JayBee has asked for the wisdom of the Perl Monks concerning the following question:

I have a list if products organized with a ParentID and ID and I need to be able to select and display them as organized Ordered by Name.

This article shows a good example using the World-Continent-Country-City-etc. example: http://microsoft.apress.com/asptodayarchive/72582/backing-up-files-from-asp

World
World-Asia
World-Europe
World-Europe-France
World-Europe-France-Paris
World-North America
World-North America-New York
World-North America-New York-New York City

but it does not work with mySQL

table: Items
fields: ID, Name, Description, ParentID, Cost
ID is primary and auto_increment, INT
ParentID is also INT

I was thinking of exporting them to a Hash list or even an Array, then resorting, but was hoping for one good mySQL statement to help. That was when I found out I could use this statement:

SELECT * FROM Items WHERE ParentID IN ( SELECT ID FROM Items ) AND Sto +reID = 2 ORDER BY ParentID, Name
and I would need to run it for at least 4 levels deep.

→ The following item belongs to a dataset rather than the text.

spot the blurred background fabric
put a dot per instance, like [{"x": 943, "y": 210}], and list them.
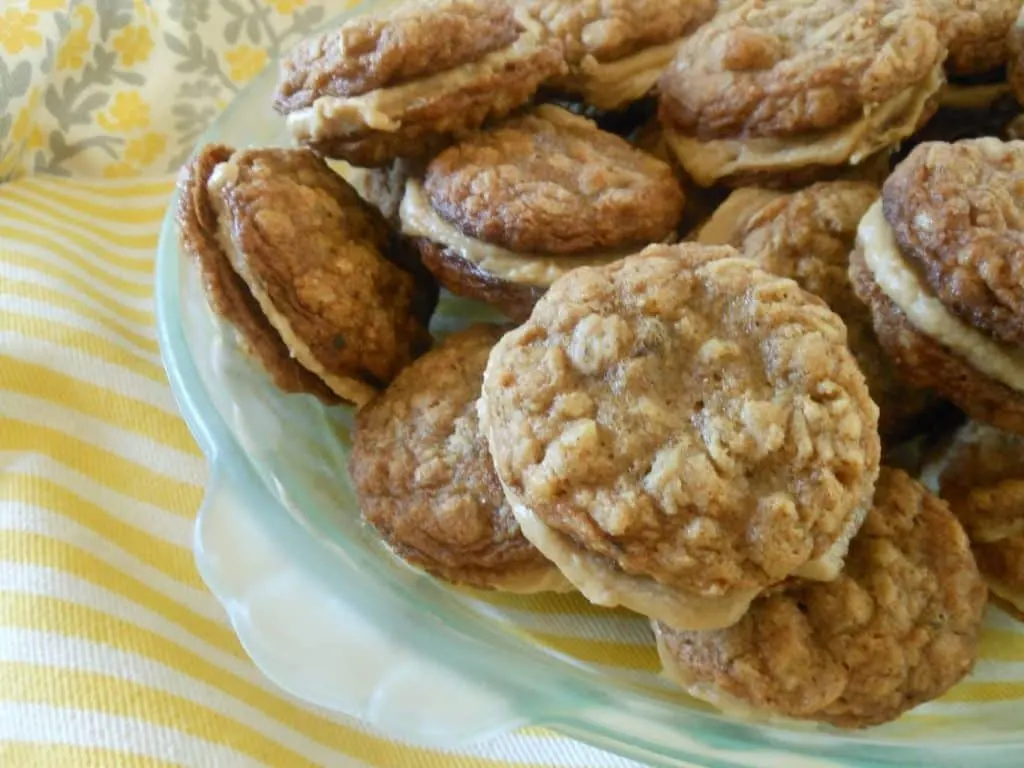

Here's what I used to use when things were originally pre-sorted. New items were added and they now appear isolated at the bottom of the list.

my $select="SELECT * FROM Items WHERE StoreID = $storeID"; &ExecureDB($select); while ( my ($ID, $NM, $DES, $PI, $PRC)=$sth->fetchrow_array ) { my ($rate, $PAD); # Setup for   Padding unless ($PI == 0) { $rate=4; if ($lp == $PI) { $c1 = $ID; } # Last Parent ($lp) & 1st Child ($c +1) elsif ($c1 == $PI) { $c2 = $ID; $rate*=2; } # Save 2nd Child ($c +2) elsif ($c2 == $PI) { $c3 = $ID; $rate*=3; } # Save 3rd Child ($c +3) elsif ($c3 == $PI) { $c4 = $ID; $rate*=4; } # Save 4th Child ($c +4) else {$rate*=5;} $PAD="  " x $rate; } else { ($c1, $c2, $c3) = ('', '', ''); $lp=$ID; } # Clear Memory print "$PAD $NM - $PRC - $DES", br;

I use this for populating an <OPTION> field with values and all. It's just modified for easy testing now.

Thanks in advance for your guidance.

Replies are listed 'Best First'.
Re: Parent/Child Association with mySQL statements
by moritz (Cardinal) on Sep 07, 2008 at 22:56 UTC
    The article Managing Hierarchical Data in MySQL might be of interested for you.

    The way you store your tree now (by storing the parent ID) means that you have to recurse to retrieve the nesting depth, and that you need to execute one sql statement per level. Other ways of storing the tree (as described in the article above) might work better, but it really depends on what you do with your data, and how often you do it.

Re: Parent/Child Association with mySQL statements
by perrin (Chancellor) on Sep 08, 2008 at 01:14 UTC
    You could convert that Microsoft approach to MySQL. It has stored procedures. I don't really see the point though. The simplest way to work with tree data in a database is to just walk the tree with recursive calls to the database (SELECT id FROM table WHERE parent_id = ?). There are probably even some CPAN modules to help with this. Don't make it any harder than that unless you're having some kind of performance problems.
Re: Parent/Child Association with mySQL statements
by Corion (Patriarch) on Sep 08, 2008 at 06:44 UTC

    Another thing to look at if you want to eliminate the recursive retrieval of rows are Nested Sets by Joe Celko. It makes insertion a bit slower but retrieval is much faster than repeated queries for every level of the tree.